Textile, shipping shares rise on talk of lifeline
Denise Tsang and Adam Chen in Shanghai
Shares in textile and shipbuilding companies jumped yesterday on speculation of imminent fresh policies to help revive the labour-intensive industries.
Hong Kong stocks, including cotton fabric maker Weiqiao Textile and shipbuilder Guangzhou Shipyard International, and Shanghai-listed firms - fabric producers Youngor Group and Nanjing Textile as well as the mainland's second-biggest shipbuilding conglomerate China CSSC Holdings - jumped in hectic trading.
Weiqiao soared 13.63 per cent to HK$2.75 while Guangzhou Shipyard gained 7.79 per cent to HK$9.26. CSSC leapt 6.99 per cent to 49.55 yuan while Youngor rose 5.53 per cent to 8.94 yuan.
The stellar performance came a day before the State Council is due to examine new measures to support the ailing industries.
Mainland press reports say the measures may include higher value-added tax rebates for textile exports and tax incentives for consumption of mainland-made equipment.

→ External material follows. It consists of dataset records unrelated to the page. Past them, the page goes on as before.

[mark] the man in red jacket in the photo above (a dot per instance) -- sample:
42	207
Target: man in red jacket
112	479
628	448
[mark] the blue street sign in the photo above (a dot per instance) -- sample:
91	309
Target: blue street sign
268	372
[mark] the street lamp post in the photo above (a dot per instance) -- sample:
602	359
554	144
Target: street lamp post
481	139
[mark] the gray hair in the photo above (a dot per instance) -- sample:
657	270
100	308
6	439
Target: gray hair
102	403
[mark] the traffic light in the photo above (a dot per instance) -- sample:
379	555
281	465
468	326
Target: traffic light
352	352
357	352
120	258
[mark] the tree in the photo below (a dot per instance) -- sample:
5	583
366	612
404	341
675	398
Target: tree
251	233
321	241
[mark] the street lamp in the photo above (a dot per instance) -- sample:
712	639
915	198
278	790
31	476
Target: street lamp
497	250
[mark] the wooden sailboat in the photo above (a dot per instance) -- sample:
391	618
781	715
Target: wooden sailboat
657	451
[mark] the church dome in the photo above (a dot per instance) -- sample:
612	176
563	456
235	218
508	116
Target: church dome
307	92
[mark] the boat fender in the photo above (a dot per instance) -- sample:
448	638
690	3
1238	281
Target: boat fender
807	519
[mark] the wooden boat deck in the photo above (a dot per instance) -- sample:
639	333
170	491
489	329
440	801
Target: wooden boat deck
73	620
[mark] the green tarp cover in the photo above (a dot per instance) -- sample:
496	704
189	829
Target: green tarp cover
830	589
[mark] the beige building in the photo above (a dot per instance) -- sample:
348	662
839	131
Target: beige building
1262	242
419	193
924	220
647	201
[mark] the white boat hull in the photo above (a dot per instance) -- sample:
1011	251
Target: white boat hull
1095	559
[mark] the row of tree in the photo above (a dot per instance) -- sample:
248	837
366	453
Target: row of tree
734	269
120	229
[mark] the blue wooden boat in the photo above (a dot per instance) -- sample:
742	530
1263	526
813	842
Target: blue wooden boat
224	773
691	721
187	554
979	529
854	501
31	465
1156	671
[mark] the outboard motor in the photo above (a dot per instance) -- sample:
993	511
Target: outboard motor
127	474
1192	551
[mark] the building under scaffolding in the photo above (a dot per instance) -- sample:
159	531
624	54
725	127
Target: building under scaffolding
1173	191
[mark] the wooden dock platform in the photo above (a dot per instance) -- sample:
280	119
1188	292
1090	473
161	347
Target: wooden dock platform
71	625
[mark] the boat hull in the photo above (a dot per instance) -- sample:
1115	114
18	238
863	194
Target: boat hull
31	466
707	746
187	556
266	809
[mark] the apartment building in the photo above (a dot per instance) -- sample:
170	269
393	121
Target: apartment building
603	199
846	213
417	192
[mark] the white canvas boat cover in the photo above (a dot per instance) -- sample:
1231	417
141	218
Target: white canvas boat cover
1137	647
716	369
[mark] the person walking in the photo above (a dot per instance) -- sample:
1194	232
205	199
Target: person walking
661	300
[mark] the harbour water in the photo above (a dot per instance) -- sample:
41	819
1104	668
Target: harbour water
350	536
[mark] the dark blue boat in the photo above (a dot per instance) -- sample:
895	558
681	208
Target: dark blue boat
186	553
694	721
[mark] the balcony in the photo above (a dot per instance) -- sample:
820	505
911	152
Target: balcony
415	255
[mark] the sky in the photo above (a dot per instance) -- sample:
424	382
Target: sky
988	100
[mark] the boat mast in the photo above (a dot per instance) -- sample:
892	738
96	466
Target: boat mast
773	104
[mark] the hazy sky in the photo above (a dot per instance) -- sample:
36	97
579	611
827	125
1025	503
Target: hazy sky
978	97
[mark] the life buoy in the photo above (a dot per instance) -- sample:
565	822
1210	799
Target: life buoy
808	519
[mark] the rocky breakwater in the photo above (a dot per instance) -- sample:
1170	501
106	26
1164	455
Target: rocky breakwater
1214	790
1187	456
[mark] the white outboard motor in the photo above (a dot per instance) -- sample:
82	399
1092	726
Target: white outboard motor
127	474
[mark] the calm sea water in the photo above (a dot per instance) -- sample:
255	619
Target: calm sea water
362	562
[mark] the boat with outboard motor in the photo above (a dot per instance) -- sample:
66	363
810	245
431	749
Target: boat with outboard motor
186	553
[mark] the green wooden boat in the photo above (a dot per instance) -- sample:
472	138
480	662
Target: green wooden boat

Wen Fenghun, the deputy director of the research institute at Jiang Nan Securities, attributed the stock gains to the imminent State Council assessment on rescue measures for nine industries including steel, car-making, petrochemical, light industry, non-ferrous metals and machinery.
He expects trading in these stocks to remain speculative.
Garment exporter Tommy Lam Chin-ming, who produces jackets in Dongguan for export to Europe and the United States, said a higher value-added tax rebate was needed as overseas orders had slowed to a trickle.
He said many European buyers were demanding discounts of as much as 50 per cent, which would undermine profit margins.
He added the global financial downturn took a heavy toll on his customers, which had placed 30 per cent fewer orders with the company so far this year compared with the same period last year.
'If the tax rebate is raised by 1 percentage point to 15 per cent as rumoured, it will be better than nothing,' he said.
Beijing has raised the value-added tax rebate on textile and garment exports twice since August to 14 per cent against a value-added tax of 17 per cent on average.